Stream hydrology -- the study of water as it moves through stream channels -- is a complicated science. Fortunately, for our purposes this complexity can be simplified into a few basic concepts.

 

Stream channels -- the "pipelines" through which water flows -- are formed and maintained by the amount of water and sediment they are required to carry during the average bankfull flow, an event which normally occurs about every two years. In a stable stream the amounts of water and sediment that come into the channel on a regular basis are roughly equal to the amounts of both that leave it (Figure 1-6).

Figure 1-6
Stable streams balance the amount of water and sediment they carry.

 

 

 

 

 

 

 

 

Figure 1-7
Having downcut and then eroded laterally, this stream is now healing as it develops perennial vegetation on new banks.

When either water or sediment load changes, the stream is said to be "out of balance" and "trying to redefine itself" by creating a new shape which will accommodate the new conditions (Fig. 1-7).
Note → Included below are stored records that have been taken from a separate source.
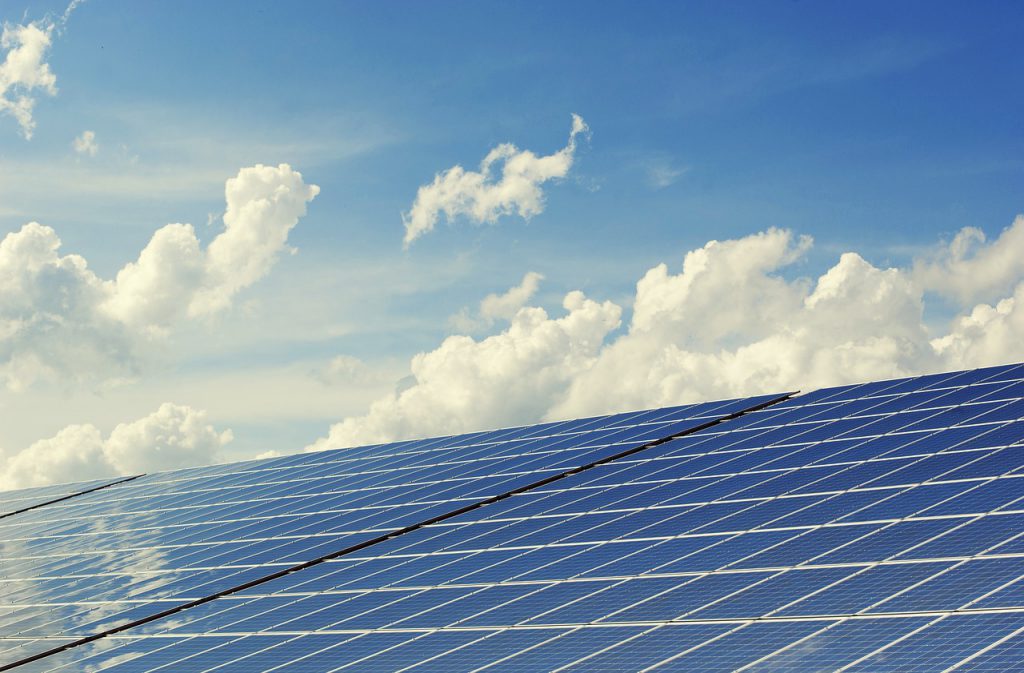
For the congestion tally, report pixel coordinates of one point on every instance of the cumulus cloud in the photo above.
(344, 370)
(86, 144)
(481, 197)
(514, 376)
(58, 320)
(969, 268)
(734, 320)
(171, 437)
(25, 73)
(499, 306)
An increase in upland or streamside erosion can result in more sediment than the stream can carry. One result might be a raising of the stream bed (aggradation) and the creation of a wider and shallower channel.

 

Conversely, the natural shape or slope of the channel might be modified (for example, by human activity such as channel straightening or the installation of riprap) so that the stream's water flow and sediment load are being confined into a channel that was not designed to handle them. If the same amount of water is still flowing into the channel from upstream, the stream may respond to this alteration by downcutting, because the flow is faster and hence cuts into the channel bottom. Or it may try to reestablish its old meander pattern, which will result in lateral instability (bank erosion) as water eats away at the streambanks. Either of these developments may increase the amount of sediment that enters the stream as well as causing other changes downstream or upstream.